Religion und Glaube sind beim Weltenbau und der Erschaffung von Völkern und Zivilisationen ein ganz eigenes, weitläufiges Feld. Losgelöst aber von der Frage, woran die Figuren glauben und wie sie ihren Glauben ausdrücken, möchte ich einen Blick auf eine viel grundlegendere Entscheidung werfen, die ein Autor hier treffen muss: existieren die Götter tatsächlich?
So Gott will …
Ich wurde christlich-evangelisch getauft und erzogen. Bis kurz vor dem Abitur habe ich auch den Religionsunterricht in der Schule besucht, mich aber schließlich abgemeldet, als mir in einer Stunde tatsächlich klar wurde, was die Glaubensgrundsätze sind, und das ich mit ihnen einfach nicht einverstanden bin. Danach war ich lange Zeit Skeptikerin – ich war mir nicht sicher, ob Gott als solches existiert, nur, dass – wenn dem so wäre – ich nicht viel mit ihm zu tun haben will. Über die Jahre habe ich auch diese Zweifel hinter mir gelassen.

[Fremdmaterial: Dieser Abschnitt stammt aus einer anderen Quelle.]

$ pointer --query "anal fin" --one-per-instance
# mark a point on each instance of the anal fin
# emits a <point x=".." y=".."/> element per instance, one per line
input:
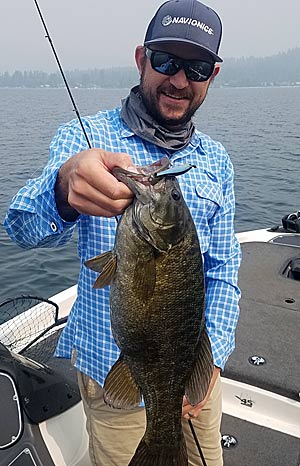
<point x="160" y="456"/>
<point x="198" y="383"/>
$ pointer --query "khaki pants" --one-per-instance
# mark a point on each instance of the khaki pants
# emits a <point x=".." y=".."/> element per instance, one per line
<point x="114" y="434"/>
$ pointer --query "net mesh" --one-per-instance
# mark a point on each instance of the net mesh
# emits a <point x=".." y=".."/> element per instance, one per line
<point x="30" y="326"/>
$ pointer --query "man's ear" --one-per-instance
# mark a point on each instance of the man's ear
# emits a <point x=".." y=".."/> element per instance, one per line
<point x="139" y="57"/>
<point x="216" y="71"/>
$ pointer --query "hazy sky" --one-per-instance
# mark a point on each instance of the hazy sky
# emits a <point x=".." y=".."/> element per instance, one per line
<point x="101" y="33"/>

Was bedeutet diese Haltung aber für meine Arbeit als Autor?
Ich denke am deutlichsten spüre ich es, wenn ich Naimaer arbeite. Dort spielt Religion eine tragende Rolle in der Gesellschaft, die sich im Umbruch befindet. Und diese Veränderungen betreffen natürlich auch den Glauben. Bis jetzt habe ich noch nicht eindeutig heraus finden können, ob es die Götter der Naimaer tatsächlich gibt, oder ob ihr Glaube ein Konstrukt der Gesellschaft ist – ein Rahmen, von den Machthabern geschaffen und aufrecht erhalten, in dem sie die Struktur der Zivilisation und damit ihre Herrschaft sichern können.

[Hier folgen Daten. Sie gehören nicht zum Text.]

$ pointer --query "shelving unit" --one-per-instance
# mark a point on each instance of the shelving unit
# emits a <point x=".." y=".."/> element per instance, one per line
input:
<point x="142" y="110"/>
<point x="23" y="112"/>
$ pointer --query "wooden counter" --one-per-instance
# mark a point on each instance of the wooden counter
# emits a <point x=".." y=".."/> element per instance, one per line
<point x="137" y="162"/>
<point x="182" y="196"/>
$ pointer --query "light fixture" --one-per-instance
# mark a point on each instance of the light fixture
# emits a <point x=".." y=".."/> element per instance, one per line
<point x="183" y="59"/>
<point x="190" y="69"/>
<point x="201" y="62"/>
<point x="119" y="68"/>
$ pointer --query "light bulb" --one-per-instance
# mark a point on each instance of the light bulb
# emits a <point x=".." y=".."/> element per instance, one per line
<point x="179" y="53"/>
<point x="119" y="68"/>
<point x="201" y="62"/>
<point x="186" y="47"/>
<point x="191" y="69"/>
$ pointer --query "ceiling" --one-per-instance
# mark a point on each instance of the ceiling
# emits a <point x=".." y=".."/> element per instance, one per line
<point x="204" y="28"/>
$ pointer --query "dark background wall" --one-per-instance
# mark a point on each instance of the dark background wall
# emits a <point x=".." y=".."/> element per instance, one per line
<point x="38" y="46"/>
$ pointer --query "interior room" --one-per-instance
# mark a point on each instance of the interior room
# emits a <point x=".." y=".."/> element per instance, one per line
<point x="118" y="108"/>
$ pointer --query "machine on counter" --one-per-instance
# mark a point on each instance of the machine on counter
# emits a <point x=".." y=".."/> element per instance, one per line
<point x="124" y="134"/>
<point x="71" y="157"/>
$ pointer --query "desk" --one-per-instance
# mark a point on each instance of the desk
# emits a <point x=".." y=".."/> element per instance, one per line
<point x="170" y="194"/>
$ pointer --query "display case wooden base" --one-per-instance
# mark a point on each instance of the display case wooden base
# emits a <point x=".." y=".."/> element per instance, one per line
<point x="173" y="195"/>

Von Angesicht zu Angesicht
Diese Frage ist auch insoweit bedeutend, dass ich als Autor eine tatsächlich existierende Gottheit auch manifestieren möchte. Sei es durch einen Auftritt als handelnde Figur oder als eindeutig lenkende Macht im Hintergrund. Ich denke das ist für die Motivation der Protagonisten und auch Antagonisten, so wie für die Handlung entscheidend. Um bei Beispiel von Naimaer zu bleiben: der gesellschaftliche Umsturz, der bevor steht, würde einen Verlust oder auch eine Verschiebung des Glaubens bedeuten. Die Göttin, die die Naimaer verehren, ist rein von der Persönlichkeit her niemand, der das einfach hinnehmen würde. Sie wäre also gezwungen, zu handeln und würde somit zur aktiven Figur werden, mit der meine Protagonisten sich auseinander setzen müssen. Eine gewaltige Aufgabe, die andere Handlungen und Haltungen erfordert als der Kampf gegen reale, politische Machthaber.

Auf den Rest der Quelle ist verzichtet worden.